When we’re bummed, it’s easy to sink into the couch with a bottle of wine for a marathon binge sesh. Unfortunately, that’s not going to solve any problems. Make sure you’re eating nourishing foods, moving your body, and getting enough sleep. Exercise like swimming, walking, and yoga not only gets your endorphins and other feel-good chemicals pumping, but focusing on the physical can help clear and focus the mind.
Knowing there’s no point in worrying about stuff that’s out of our control is a lot different than being able to let that stuff go. When you feel anxious or overwhelmed, try focusing on what is immediately around you. The 5-4-3-2-1 technique is a little trick for coping with anxiety:
5: Name five things you can see
4: Name four things you can feel/touch
3: Name three things you can hear
2: Name two things you can smell
1: Name one thing you can taste
Focusing on what’s going on around you lets your brain get off its hamster wheel of negative thoughts. You can’t worry about the future or dwell on the past when you’re focused on the present. You can also use your body’s built-in sensors to cheer yourself up by listening to your favorite music, watching a funny movie, picking some flowers, or eating some chocolate.

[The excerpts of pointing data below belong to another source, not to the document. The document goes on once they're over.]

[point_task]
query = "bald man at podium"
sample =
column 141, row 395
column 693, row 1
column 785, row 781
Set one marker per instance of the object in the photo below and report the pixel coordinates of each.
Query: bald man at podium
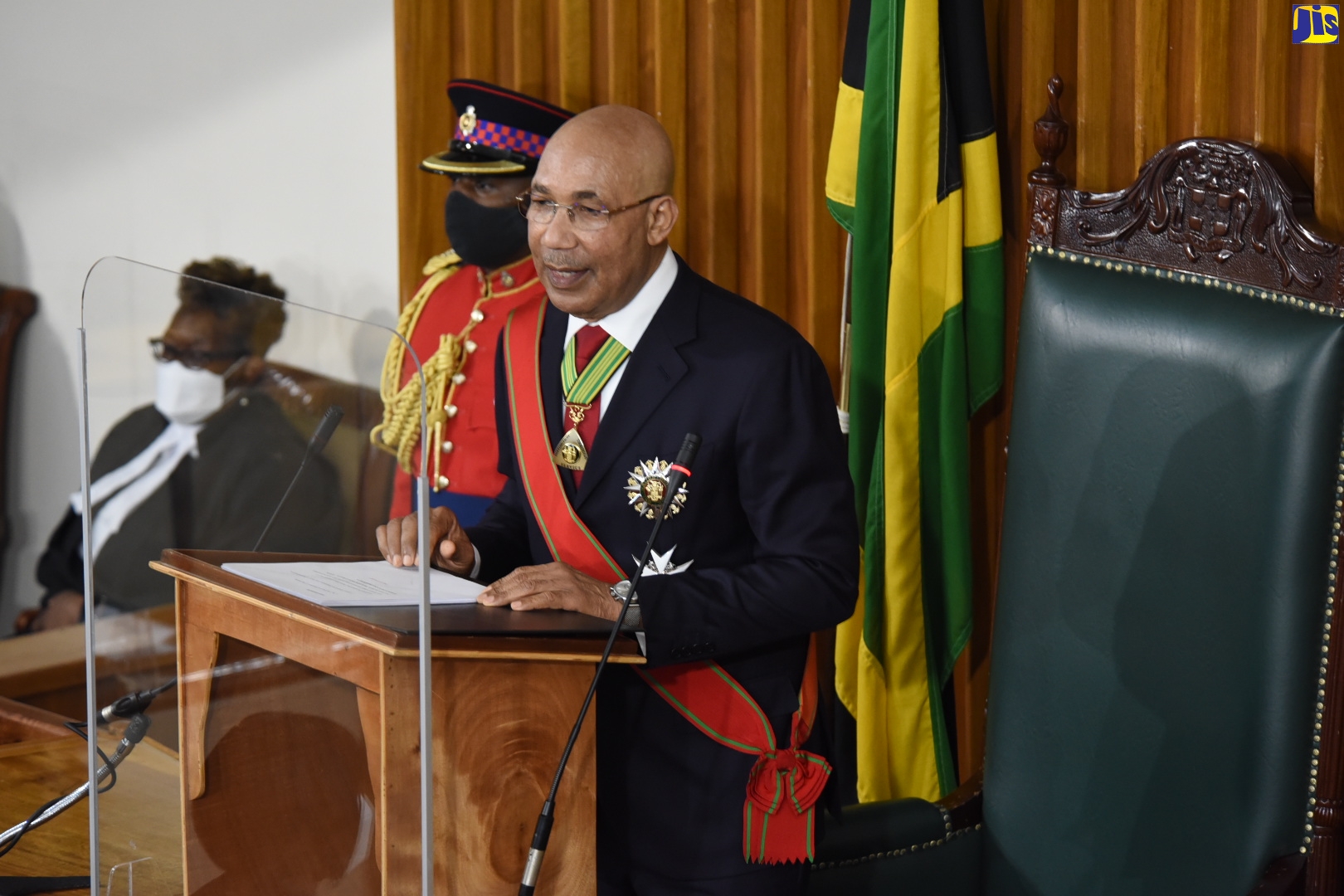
column 707, row 781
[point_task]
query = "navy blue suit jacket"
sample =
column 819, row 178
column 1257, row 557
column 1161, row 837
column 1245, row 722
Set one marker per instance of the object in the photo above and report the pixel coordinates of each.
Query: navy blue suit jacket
column 767, row 527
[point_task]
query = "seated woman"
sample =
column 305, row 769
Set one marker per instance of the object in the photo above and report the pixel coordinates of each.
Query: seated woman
column 201, row 468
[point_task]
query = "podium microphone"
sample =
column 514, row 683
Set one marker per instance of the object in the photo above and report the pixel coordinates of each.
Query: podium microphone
column 134, row 704
column 678, row 475
column 323, row 434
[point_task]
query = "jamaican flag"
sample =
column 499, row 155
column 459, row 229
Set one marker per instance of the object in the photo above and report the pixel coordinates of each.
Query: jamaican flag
column 913, row 175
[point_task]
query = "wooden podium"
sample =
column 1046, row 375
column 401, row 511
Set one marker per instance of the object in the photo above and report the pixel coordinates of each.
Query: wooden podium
column 300, row 739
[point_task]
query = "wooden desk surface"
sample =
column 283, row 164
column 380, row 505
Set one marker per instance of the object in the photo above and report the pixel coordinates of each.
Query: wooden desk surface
column 466, row 631
column 139, row 818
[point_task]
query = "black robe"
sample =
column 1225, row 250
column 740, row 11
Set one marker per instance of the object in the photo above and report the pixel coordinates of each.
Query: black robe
column 219, row 500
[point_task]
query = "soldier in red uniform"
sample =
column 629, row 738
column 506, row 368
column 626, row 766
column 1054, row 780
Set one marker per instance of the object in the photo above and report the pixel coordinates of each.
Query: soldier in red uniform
column 455, row 319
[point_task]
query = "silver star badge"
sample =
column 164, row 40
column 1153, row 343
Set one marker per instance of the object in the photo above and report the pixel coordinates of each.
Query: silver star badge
column 663, row 564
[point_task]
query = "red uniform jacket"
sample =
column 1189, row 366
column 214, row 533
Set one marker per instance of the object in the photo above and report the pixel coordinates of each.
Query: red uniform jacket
column 470, row 446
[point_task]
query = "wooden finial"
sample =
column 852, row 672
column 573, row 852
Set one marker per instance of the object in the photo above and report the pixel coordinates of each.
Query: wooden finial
column 1051, row 136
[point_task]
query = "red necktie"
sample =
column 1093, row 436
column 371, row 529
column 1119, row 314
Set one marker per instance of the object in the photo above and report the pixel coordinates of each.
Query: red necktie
column 587, row 343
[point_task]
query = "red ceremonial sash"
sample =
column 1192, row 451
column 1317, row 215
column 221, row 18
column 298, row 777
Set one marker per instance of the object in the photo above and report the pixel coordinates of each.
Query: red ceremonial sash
column 784, row 786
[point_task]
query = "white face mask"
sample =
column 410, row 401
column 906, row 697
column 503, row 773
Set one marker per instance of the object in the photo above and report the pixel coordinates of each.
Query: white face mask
column 186, row 395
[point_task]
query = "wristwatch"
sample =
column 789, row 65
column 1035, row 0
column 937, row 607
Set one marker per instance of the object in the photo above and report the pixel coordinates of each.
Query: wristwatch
column 633, row 618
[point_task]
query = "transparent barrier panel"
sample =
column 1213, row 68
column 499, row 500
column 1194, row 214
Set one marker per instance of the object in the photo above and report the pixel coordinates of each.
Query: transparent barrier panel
column 260, row 768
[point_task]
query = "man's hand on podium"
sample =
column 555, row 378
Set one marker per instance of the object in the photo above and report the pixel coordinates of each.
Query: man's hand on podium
column 453, row 553
column 555, row 586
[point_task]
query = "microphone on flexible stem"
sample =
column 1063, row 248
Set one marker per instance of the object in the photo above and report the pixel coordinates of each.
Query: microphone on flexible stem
column 323, row 434
column 134, row 704
column 678, row 475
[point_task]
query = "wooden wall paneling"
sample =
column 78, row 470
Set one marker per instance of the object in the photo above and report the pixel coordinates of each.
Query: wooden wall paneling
column 1329, row 145
column 661, row 35
column 616, row 52
column 1273, row 45
column 1298, row 95
column 762, row 167
column 569, row 38
column 711, row 164
column 1120, row 152
column 520, row 32
column 815, row 249
column 1093, row 93
column 1149, row 61
column 422, row 34
column 474, row 43
column 1211, row 82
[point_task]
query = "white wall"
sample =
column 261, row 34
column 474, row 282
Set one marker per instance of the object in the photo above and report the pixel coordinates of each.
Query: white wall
column 166, row 130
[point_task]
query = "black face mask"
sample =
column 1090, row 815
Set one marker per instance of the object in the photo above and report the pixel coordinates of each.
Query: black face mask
column 485, row 236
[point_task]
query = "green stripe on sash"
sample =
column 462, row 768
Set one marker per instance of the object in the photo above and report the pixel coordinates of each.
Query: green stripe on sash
column 581, row 388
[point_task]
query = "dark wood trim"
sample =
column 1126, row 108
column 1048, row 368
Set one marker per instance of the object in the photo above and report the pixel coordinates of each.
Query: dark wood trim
column 965, row 805
column 1216, row 208
column 1227, row 212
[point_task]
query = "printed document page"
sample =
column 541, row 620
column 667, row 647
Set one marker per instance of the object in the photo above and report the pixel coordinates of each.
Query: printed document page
column 366, row 583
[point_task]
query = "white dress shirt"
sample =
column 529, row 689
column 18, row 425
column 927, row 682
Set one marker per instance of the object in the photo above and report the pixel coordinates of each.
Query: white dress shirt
column 626, row 325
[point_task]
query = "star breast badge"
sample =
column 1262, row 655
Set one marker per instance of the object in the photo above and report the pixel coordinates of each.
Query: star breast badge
column 647, row 488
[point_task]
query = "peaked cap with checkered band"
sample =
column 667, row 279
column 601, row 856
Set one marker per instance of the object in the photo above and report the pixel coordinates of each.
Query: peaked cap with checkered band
column 499, row 130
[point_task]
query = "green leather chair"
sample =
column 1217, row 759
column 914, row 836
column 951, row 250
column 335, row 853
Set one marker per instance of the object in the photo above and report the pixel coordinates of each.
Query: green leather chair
column 1163, row 718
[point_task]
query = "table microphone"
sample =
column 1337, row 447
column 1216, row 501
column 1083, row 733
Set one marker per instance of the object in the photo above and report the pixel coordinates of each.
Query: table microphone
column 134, row 704
column 678, row 475
column 323, row 434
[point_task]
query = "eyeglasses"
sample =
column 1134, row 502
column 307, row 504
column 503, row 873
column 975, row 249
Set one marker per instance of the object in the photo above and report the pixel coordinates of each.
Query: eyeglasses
column 192, row 358
column 582, row 215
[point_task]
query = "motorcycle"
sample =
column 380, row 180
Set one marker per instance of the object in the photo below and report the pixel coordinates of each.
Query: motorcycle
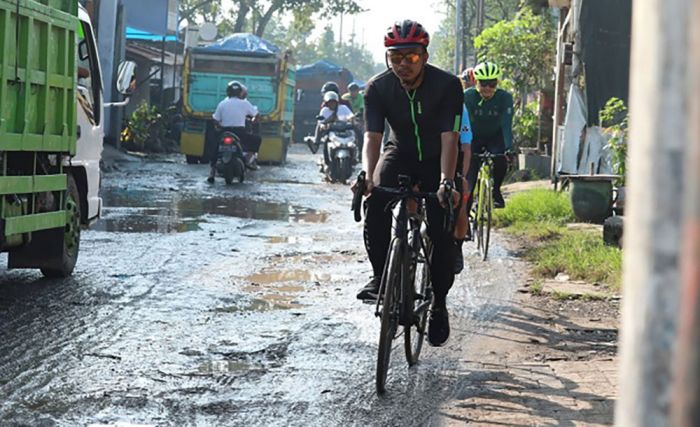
column 339, row 150
column 230, row 162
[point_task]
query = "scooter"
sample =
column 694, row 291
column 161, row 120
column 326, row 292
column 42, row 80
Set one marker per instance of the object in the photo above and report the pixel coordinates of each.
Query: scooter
column 339, row 150
column 230, row 162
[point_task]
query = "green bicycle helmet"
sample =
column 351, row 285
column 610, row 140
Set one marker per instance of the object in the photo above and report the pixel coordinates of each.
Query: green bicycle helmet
column 487, row 71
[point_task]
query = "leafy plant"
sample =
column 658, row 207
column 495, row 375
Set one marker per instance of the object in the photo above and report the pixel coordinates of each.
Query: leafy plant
column 526, row 125
column 614, row 119
column 523, row 47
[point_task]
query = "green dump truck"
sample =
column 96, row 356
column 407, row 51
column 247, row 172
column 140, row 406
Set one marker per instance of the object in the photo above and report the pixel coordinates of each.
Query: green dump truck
column 51, row 112
column 269, row 76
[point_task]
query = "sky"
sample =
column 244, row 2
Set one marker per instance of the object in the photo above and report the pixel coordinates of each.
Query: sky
column 381, row 14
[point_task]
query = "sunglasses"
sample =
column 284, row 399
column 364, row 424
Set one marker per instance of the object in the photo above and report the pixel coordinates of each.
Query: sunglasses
column 397, row 58
column 488, row 83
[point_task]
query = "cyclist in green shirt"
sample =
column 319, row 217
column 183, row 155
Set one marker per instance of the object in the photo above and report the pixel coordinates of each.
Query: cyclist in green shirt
column 356, row 99
column 491, row 116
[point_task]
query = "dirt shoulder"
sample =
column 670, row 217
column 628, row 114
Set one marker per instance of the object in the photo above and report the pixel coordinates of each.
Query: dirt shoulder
column 547, row 360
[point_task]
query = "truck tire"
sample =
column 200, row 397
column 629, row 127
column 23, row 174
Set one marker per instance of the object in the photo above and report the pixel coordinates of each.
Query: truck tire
column 229, row 171
column 71, row 235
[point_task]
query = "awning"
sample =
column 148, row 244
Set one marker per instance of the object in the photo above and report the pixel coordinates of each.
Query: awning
column 134, row 34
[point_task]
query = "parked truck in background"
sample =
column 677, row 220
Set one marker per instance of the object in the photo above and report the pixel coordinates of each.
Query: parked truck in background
column 51, row 131
column 269, row 76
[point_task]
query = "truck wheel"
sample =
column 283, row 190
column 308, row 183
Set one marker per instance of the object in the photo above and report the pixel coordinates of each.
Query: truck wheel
column 229, row 172
column 71, row 235
column 192, row 160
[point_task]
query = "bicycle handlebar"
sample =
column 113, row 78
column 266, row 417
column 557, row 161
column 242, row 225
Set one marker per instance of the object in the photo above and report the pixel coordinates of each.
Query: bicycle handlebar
column 401, row 192
column 357, row 196
column 487, row 155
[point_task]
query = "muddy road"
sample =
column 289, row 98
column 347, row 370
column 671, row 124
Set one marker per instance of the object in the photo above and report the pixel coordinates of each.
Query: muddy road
column 198, row 304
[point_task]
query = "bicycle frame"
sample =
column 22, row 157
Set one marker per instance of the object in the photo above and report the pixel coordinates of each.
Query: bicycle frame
column 405, row 226
column 484, row 183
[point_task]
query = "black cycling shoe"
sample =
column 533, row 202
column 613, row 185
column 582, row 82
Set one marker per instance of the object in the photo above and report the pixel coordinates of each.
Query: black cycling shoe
column 498, row 201
column 459, row 257
column 371, row 289
column 439, row 326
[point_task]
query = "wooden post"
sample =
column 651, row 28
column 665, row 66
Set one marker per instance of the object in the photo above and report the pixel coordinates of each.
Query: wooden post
column 686, row 387
column 559, row 93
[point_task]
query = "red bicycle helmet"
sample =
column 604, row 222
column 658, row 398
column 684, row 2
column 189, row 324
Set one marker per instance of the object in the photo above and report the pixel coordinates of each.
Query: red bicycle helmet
column 406, row 34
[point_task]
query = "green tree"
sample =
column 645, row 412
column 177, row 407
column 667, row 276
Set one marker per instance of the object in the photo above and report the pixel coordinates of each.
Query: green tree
column 443, row 38
column 524, row 47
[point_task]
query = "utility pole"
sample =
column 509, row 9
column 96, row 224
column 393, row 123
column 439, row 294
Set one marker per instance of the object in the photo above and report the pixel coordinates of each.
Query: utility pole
column 480, row 16
column 458, row 34
column 656, row 192
column 685, row 409
column 559, row 92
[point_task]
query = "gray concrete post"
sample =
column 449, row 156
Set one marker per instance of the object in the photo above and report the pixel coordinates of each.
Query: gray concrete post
column 686, row 385
column 658, row 144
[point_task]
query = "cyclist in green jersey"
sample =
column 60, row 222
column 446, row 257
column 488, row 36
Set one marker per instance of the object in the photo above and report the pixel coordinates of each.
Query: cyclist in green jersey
column 491, row 116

Change your thoughts, and your life will follow. Negativity is a vicious cycle. Even though it can be difficult to be thankful during tough times, it is important. Gratitude promotes optimism and helps us to develop a more positive outlook by increasing the feel-good neurotransmitters, dopamine and serotonin. To begin a daily practice, set a “gratitude check” reminder on your phone. When it goes off, think of and/or list a few things you are appreciative of, no matter how big or small. If you’re thankful for a person, go ahead and let them know it.
When you’re feeling sorry for yourself, do something for someone else. Not only will altruism help put your problems in perspective, but helping others will, in turn, improve your mood.
Whether it’s an old hobby or a new activity, keeping yourself busy keeps your mind off of, well, yourself. For instance, when you’re learning to play the ukulele, it’s hard to think of anything else besides the next note. Immersing yourself in a good book can distract you from problems that aren’t going anywhere any time soon. You get the idea. If you need a new stress-free hobby, check out these ideas.
Garbage in = Garbage out. Newsflash: The negative news cycle and reality TV aren’t edifying or uplifting. Turn off the TV and read a book, go outside, or listen to a positive podcast.
As the talmudic saying goes, “We don’t see things as they are, we see them as we are.” Take stock of what’s actually happened. Question your thoughts, because unfortunately, you can’t always trust your brain. Perhaps the circumstances really are as bad as you thought, however, your perception of reality is often just the narrative your mind came up with.
According to Psychology Today, “Interacting with others boosts feelings of well-being and decreases feelings of depression.” Even if you can’t get together in person, schedule a group video chat to catch up with friends.